Initially a consulting firm, KCura soon began to design technology solutions to improve collaboration and knowledge management in law firms. In 2007, the company introduced a legal discovery product called Relativity to help the industry handle the ever-increasing volume of legal data.
The demand for the product led Mr Sieja’s team to shift its focus solely to Relativity, and the company changed its name to reflect this. Relativity is now valued at more than $1bn and it serves most of the top 200 US law firms. Now based in Chicago, the company is a global technology brand as well as being a key player in the city’s technology ecosystem.
As executive chairman of Relativity, Mr Sieja is a leader in the field of ediscovery. His platform prizes collaboration, integrates with other software and provides a one-stop shop for ediscovery.

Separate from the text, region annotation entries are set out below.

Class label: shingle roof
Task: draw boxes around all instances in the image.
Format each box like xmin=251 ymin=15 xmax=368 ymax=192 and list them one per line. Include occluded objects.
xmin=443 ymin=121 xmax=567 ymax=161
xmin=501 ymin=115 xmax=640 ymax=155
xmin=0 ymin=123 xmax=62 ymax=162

Ram Vasudevan first used a computer in the mid-1990s when he took at job to make money while studying for his MBA at Cornell University, New York. A willingness to try new things has helped shape his career. After a decade working in private-practice law firms on corporate transactions and mergers, he decided the process could be more efficient.
In 2004, Mr Vasudevan founded QuisLex, one of the first legal process outsourcing companies, to tap into demand from corporate legal teams for cost-effective legal services.
He quickly realised that to win over the sector, he had to offer services that would match the highest industry standards.
Initially framed as a low-cost alternative to law firms, QuisLex now offers end-to-end business solutions, working with partners and in-house counsel as an extension of their teams.
The business has helped clients automate non-disclosure agreements and other simple contracts, and recently developed a data strategy for large-scale AI-powered document review.